Africa-Press – Tanzania. THE Court of Appeal has rejected an appeal lodged by the Tanzania Telecommunications Company Limited (TTCL) to oppose payments of 100m/- in damages to a civilian, Mr Stanley Mwabulambo for initiating false imprisonment and defamation claims.
Justices Gerald Ndika, Mwanaisha Kwariko and Barkey Sahel ruled against TTCL, the appellant, after allowing one ground of objection raised by Mr Mwabulambo, the respondent with effect that the appeal in question was time barred.
“This appeal which was filed on February 1, 2017 was time barred thus incompetent before the Court. In the event, we sustain the preliminary objection and proceed to strike out the appeal for being incompetent.
The respondent shall have his costs,” they ruled. During the hearing session, the counsel for the respondent had submitted that the appeal by the appellant to oppose the payments was time barred for having a defective certificate of delay.
The certificate of delay is a crucial document issued by the Registrar to exclude the period required for preparation and delivery of the certified copies of the judgment, decree and proceedings before lodging the appeal in time.
The justices pointed out that, according to Rule 90 (1) of the Court of Appeal Rules, the appellant is obliged to file an appeal within 60 days from the time of the filing of the notice of appeal.
However, they said, where he has applied for a copy of judgment and proceedings from the Registrar of the High Court within 60 days from the date of the impugned decision and served a copy of that letter on the respondent, the Registrar may issue the certificate of delay.
In the instant case, the justices observed that the impugned decision was handed down on May 10, 2013 and the notice of appeal was lodged on May 17, 2013 and, thus, under normal course of things the appellant ought to have lodged her appeal within 60 days from that date.

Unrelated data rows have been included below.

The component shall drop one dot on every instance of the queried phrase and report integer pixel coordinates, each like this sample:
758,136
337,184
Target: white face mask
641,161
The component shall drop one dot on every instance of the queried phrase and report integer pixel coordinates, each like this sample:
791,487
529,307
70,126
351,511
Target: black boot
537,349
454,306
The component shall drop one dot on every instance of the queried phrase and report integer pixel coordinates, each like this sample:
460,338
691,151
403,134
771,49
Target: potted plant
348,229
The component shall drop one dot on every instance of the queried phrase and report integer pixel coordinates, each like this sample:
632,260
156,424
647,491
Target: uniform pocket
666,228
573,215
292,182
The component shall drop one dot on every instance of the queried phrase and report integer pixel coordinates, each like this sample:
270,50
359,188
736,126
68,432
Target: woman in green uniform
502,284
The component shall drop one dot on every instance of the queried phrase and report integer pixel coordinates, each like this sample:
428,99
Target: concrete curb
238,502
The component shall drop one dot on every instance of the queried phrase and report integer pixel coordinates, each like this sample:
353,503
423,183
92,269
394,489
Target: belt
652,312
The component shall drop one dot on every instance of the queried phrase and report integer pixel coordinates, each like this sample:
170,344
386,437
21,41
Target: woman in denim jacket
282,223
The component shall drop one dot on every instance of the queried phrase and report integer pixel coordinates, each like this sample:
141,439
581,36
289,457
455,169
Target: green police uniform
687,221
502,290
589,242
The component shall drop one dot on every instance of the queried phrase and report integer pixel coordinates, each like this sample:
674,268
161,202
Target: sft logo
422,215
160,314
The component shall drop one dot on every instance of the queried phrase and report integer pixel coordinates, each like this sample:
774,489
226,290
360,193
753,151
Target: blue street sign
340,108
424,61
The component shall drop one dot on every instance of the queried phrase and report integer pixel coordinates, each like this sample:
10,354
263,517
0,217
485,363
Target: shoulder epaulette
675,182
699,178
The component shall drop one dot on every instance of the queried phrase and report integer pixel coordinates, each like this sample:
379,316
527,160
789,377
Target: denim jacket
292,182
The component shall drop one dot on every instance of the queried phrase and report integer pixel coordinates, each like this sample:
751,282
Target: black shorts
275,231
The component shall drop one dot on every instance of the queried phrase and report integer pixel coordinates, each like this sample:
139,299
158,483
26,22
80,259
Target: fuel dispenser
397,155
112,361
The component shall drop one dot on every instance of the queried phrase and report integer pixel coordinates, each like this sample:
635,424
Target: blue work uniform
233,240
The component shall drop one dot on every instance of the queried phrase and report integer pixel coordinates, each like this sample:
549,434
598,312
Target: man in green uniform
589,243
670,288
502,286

However, they said, as the appellant needed a copy of the impugned judgment and proceedings in the High Court to include in the record of appeal, she applied for the same on May 7, 2013 and served the letter on the respondent’s counsel on May 21, 2013.
According to the justices, the appellant was expected to lodge the appeal upon being supplied with the copy of proceedings and the record shows that on October 11, 2016 the Registrar wrote to the appellant that the documents were ready for collection.
They noted further that the certificate of delay excluded the days from May 17, 2013 when the appellant applied for and December 13, when she collected the copy of proceedings.
With the foregoing backdrop, the respondent had argued that the certificate of delay is defective since it mentioned December 13, 2016 as the date the appellant was supplied with the copy of proceedings but not borne out of the record.
This is because, he submitted, the date upon which the Registrar informed the appellant that the documents were ready for collection is October 11, 2016, hence it is the one upon which the time limit to lodge the appeal ought to start counting,” they said.
In their ruling, the justices were of the view that an erroneous certificate of delay could not be relied upon by the appellant in computation of the time within which to lodge the appeal.
“Since the certificate of delay has been ruled out to be defective, it cannot be relied upon by the appellant in computation of the time within which to lodge the appeal.
The appellant was thus required to lodge the appeal within 60 days from May 17, 2013 when he filed the notice of appeal,” they said.
The respondent won a suit against the appellant for general and exemplary damages arising out of false imprisonment and defamation.
At the trial, it was alleged that the appellant had falsely reported to the Police that the respondent and others had sent written threats to kill one Nigel Williams, an official of the appellant.
The said report led to the arrest of respondents and incarceration in Police custody for some days. The appellant refuted the claims and maintained that the complaint was made by the said Nigel Williams on his own volition.
At the end of trial, the High Court found the complaint to the police was actually made by the appellant’s management and was not justified, thus liable for damages.
In its decision, the court awarded the respondent general damages to a tune of 90m/- with interest at 7 percent per annum from the date of judgment and exemplary or punitive damages at a tune of 10m/-.
Aggrieved by that decision, the appellant lodged a notice of appeal to the Court of Appeal.